Mélange improbable entre After Hours, Subway et La Colline a des yeux, Creep est un film à l’atmosphère étouffante qui se distingue d’emblée par le travail minutieux effectué sur la bande son, la photographie et les décors (lesquels mixent une vraie station de métro anglaise désaffectée depuis 1917 et une ancienne sucrerie de Cologne entièrement réaménagée). Évacuant le recours aux effets numériques, comme Neil Marshall sur Dog Soldiers, Christopher Smith sollicite des maquillages spéciaux extrêmement efficaces pour donner vie à Craig, un freak hideux qui se déplace comme un singe et pousse des cris de chauve-souris. Dans le rôle de ce monstre à la fois terrifiant et pathétique, le comédien Sean Harris, qu’on allait retrouver la même année dans Isolation de Billy O’Brien, livre une prestation très étonnante.
Le sous-sol de la peur
Si le réalisateur n’est pas un adepte du gore qui éclabousse, il n’hésite pas à concocter quelques scènes très gratinées, comme la trépanation d’un des protagonistes ou une opération sans anesthésie qui s’avère quasi-insoutenable. L’efficacité du film repose aussi beaucoup sur la prestation de Franka Potente, dont le changement progressif de look – resplendissante dans sa robe et ses chaussures de marque en début de métrage, elle finit sous forme d’une misérable loque dépenaillée – permet à Creep de se clore sur une chute cruellement ironique. Voilà donc un exercice horrifique très honorable, qui a le mérite d’éviter les sentiers trop souvent battus.
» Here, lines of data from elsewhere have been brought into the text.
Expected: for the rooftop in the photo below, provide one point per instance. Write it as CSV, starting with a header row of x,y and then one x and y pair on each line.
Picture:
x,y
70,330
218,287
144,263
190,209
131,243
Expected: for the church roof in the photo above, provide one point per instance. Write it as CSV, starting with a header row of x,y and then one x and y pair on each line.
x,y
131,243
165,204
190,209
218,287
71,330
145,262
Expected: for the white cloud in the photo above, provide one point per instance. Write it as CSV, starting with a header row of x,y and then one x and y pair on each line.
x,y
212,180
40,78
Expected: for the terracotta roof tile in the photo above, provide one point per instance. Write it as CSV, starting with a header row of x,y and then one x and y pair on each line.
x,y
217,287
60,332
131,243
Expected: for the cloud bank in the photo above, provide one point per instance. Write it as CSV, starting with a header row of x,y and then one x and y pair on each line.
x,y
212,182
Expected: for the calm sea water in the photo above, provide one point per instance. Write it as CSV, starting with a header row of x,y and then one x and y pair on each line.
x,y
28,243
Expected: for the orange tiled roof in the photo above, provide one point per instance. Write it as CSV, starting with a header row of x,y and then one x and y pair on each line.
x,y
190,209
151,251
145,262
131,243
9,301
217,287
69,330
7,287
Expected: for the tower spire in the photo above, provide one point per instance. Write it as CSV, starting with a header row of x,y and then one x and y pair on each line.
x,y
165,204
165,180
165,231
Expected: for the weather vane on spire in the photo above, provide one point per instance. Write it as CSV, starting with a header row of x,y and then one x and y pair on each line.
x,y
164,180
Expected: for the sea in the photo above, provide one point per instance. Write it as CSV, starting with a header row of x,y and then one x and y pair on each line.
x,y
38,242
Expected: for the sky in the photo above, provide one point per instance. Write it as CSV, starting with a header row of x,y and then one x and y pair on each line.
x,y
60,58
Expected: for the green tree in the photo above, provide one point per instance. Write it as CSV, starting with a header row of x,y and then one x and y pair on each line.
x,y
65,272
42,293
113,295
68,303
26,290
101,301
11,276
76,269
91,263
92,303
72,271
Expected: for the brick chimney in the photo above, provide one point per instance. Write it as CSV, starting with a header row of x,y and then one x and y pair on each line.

Il faut savoir que le poster original du film, qui montre une main ensanglantée s’appuyant sur la vitre d’une rame dans un tunnel, fut interdit d’affichage dans les couloirs du métro londonien lors de la sortie du film, une censure qui fut finalement levée au moment de son édition DVD. Christopher Smith, pour sa part, allait confirmer son talent dès l’année suivante avec l’excellent Severance.